Sensitivity the ability of a diagnostic test to correctly identify people with the disease, i.e. the probability that a person with the disease will test positive. (See Validity of diagnostic tests, p.16.)

Specificity the ability of a diagnostic test to correctly identify people without the disease, i.e. the probability that a person without the disease will test negative. (See Validity of diagnostic tests, p.16.)

Standardization a method for controlling the effect of confounding at the analysis stage of a study. Used to produce a Standardized Mortality Ratio, a commonly used measure in epidemiology.

Stratification a method for controlling the effect of confounding at the analysis stage of a study.
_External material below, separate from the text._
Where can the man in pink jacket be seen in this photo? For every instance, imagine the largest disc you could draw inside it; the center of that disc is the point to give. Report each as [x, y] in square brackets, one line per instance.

Risks are calculated separately for each category of confounding variable, e.g. each age group and each sex separately.

Survival the time from diagnosis to the outcome of interest (e.g. death). (See Decisions, decisions … the principles of clinical management, p.28, Prognosis mortality, p.32 and Measuring survival, p.274.)

Systematic review a systematic way of drawing together and synthesizing existing evidence and producing a summary appraisal in a narrative form. (See Systematic review, p.88.)
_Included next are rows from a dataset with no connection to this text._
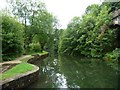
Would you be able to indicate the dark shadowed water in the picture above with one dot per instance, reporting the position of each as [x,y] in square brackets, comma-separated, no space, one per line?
[73,72]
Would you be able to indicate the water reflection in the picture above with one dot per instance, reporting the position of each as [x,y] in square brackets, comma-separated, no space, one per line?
[72,72]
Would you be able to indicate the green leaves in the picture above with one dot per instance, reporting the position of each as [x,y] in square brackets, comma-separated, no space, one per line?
[12,37]
[89,35]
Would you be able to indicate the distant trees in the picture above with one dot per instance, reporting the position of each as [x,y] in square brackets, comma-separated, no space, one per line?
[90,35]
[12,38]
[32,30]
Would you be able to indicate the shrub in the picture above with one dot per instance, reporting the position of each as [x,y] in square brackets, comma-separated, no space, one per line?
[34,47]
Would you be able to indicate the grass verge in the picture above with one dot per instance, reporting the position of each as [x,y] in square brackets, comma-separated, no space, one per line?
[18,69]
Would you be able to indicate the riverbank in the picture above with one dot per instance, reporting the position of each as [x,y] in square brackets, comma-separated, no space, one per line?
[22,72]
Tertiary prevention the rehabilitation of people with established disease to minimize residual disability and complications. (See Levels of prevention, p.100.)

Under-5 mortality rate the probability that a newborn baby will die before reaching age 5, as a number per 1000 live births.

Vaccination is the introduction of a substance (vaccine) into the body in order to stimulate the production of antibodies against an infection without causing the active infection. (See Basic infectious disease epidemiology, p.106 and Vaccination, p.108.)

Validity a measure of how well a test distinguishes diseased from non-diseased individuals. The concept can be equally well applied to symptoms and signs. A completely valid test/symptom/sign will be positive for all cases and negative for all non-cases. (See Validity of diagnostic tests, p.16 and Screening overview, p.112.)